Students in the Twitter class were challenged yesterday to write some code in class to do something interesting with election day tweets.  One group leveraged the code they are developing for their final project to quickly build an app that what people are saying about the election who are near (or claim to be near) Berkeley restaurants.  Now it is changed to people contemplating or celebrating the results.
Give it a try!


Video Lecture: Intro to Scalding by @posco and @argyris

On Thursday we learned about an alternative language for analyzing big data: Scalding. It’s built on Scala and is used extensively by the Twitter Revenue group. Oscar Boykin presented a lecture that he and Argyris Zymnis put together for us:
Because scalding is built on the functional programming language Scala, it has an advantage over Pig in that you can have the equivalent of user-defined functions directly in your code. See the lecture notes for more details.  Be sure watch the video to get all the details especially since Oscar managed to make us all laugh throughout his lecture.

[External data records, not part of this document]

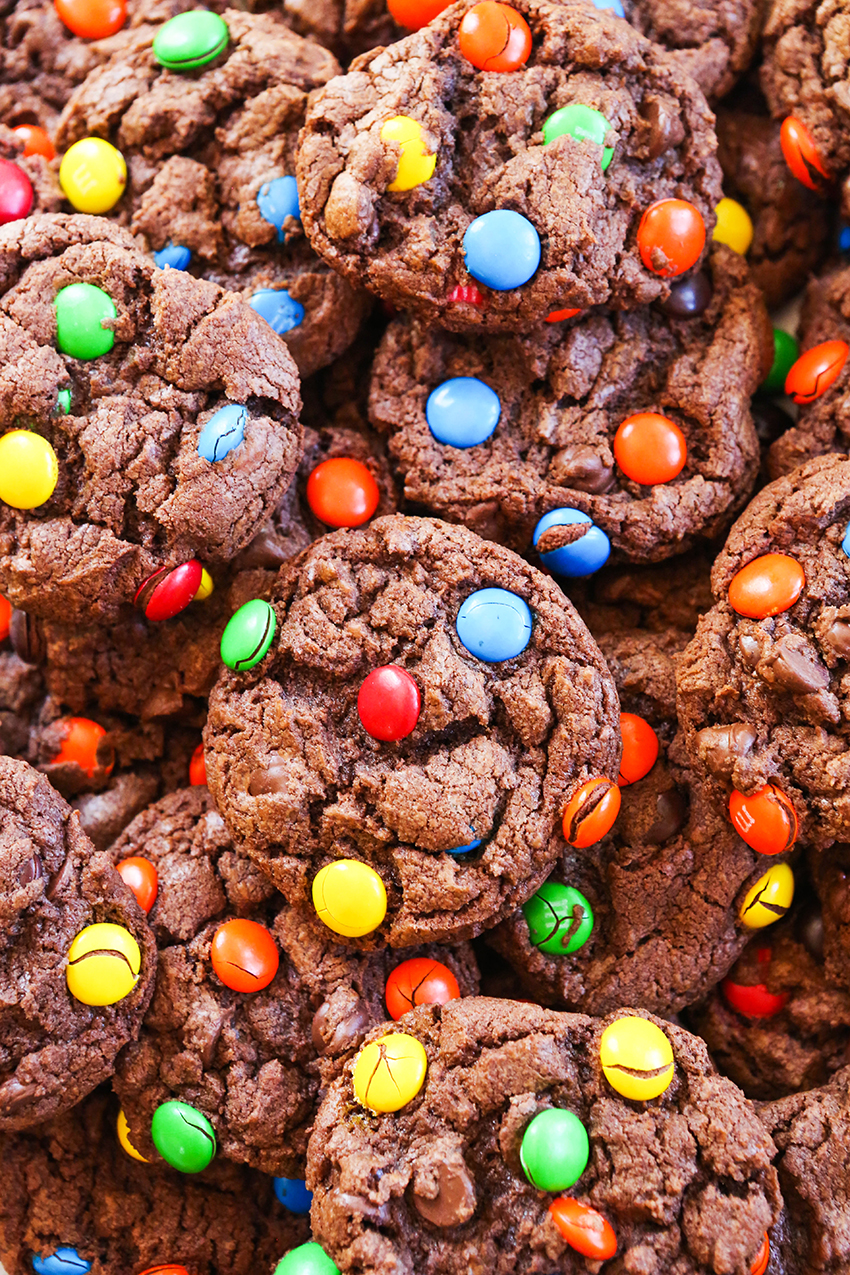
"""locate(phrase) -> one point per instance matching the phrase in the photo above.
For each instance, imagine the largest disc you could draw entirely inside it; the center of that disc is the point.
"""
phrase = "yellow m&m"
(349, 898)
(93, 175)
(390, 1071)
(416, 165)
(636, 1058)
(103, 964)
(28, 469)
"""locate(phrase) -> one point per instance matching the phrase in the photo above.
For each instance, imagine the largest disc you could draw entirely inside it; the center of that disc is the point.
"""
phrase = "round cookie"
(441, 1181)
(562, 219)
(251, 1062)
(133, 492)
(55, 1047)
(69, 1185)
(556, 436)
(509, 729)
(210, 162)
(761, 687)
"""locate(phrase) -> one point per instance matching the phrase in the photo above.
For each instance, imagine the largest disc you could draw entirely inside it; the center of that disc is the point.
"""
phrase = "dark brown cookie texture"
(761, 696)
(504, 731)
(69, 1185)
(134, 494)
(562, 395)
(792, 226)
(252, 1062)
(486, 133)
(822, 420)
(682, 1181)
(55, 1048)
(210, 158)
(812, 1134)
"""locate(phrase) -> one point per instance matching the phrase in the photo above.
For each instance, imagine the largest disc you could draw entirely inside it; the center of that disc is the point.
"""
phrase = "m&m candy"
(245, 955)
(670, 236)
(640, 749)
(766, 587)
(560, 918)
(28, 469)
(190, 40)
(463, 412)
(650, 449)
(495, 37)
(389, 1072)
(419, 981)
(182, 1136)
(142, 877)
(816, 370)
(590, 812)
(103, 964)
(93, 175)
(343, 492)
(766, 820)
(636, 1058)
(249, 635)
(349, 898)
(554, 1150)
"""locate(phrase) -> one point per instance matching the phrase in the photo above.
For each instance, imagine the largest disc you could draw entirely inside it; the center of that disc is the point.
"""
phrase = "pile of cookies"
(424, 638)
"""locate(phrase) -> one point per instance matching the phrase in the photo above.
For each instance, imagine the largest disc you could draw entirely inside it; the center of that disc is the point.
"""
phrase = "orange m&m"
(584, 1229)
(143, 879)
(495, 37)
(766, 587)
(590, 812)
(650, 449)
(36, 140)
(80, 746)
(342, 492)
(800, 153)
(640, 749)
(92, 19)
(245, 955)
(766, 820)
(419, 981)
(670, 236)
(816, 370)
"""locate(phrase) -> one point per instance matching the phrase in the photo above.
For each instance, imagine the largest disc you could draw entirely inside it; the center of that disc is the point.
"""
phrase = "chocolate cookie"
(111, 478)
(424, 177)
(210, 162)
(427, 708)
(762, 686)
(77, 955)
(70, 1186)
(251, 1061)
(667, 1171)
(630, 430)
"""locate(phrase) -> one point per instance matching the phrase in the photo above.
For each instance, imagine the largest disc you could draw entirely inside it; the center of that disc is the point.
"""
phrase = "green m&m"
(560, 918)
(581, 123)
(190, 40)
(247, 635)
(554, 1150)
(184, 1136)
(80, 311)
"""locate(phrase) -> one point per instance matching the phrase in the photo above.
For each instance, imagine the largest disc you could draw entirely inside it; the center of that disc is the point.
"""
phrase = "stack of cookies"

Thanks guys!

Video Lecture: Information Diffusion on Twitter by @snikolov

Today Stan Nikolov, who just finished his masters at MIT in studying information diffusion networks,  walked us through one particular theoretical model of information diffusion which tries to predict under what conditions an idea stops spreading based on a network’s structure (from the popular Easley and Kleinberg Network book).   Stan also gathered a huge amount of Twitter data, processed it using Pig scripts, and graphed the results using Gephi.  The video lecture below shows you some great visualizations of the spreading behavior of the data!
The slides in his Lecture Notes let you see the Pig scripts in more detail.
You can see the videos that Stan created on his blog.
For those who want the details before watching the video, this is a threshold-based model for people choosing to do A or B based on what their neighbors did, modeled as a coordination game where if neighbors pick the same thing, they get a payoff.  Even though spread of topics on Twitter is not quite the same kind of coordination game, Stan tells us the threshold model is very popular independent of the game-theoretic justification.
Easley and Kleinberg ask what is it about the structure of the network that cause something to keep spreading or stop spreading. They prove that clusters defined in terms of cluster density stop spreading and that, in fact, they are the only thing that stops spreading.
For his data, he got  some trending hashtags (the type that are memes or word games, like #ThingsYouSayToYourBestFriend, not the type that are events, like #debates), and recorded how they spread before the hashtag actually becomes a trending topic (so that the dominant mode of spreading is from person to person, not from some exogenous event, or from the hashtag being on the trending topics list).
Information diffusion in networks is a really difficult topic to work on empirically, so Stan, thank you so much for this terrific work!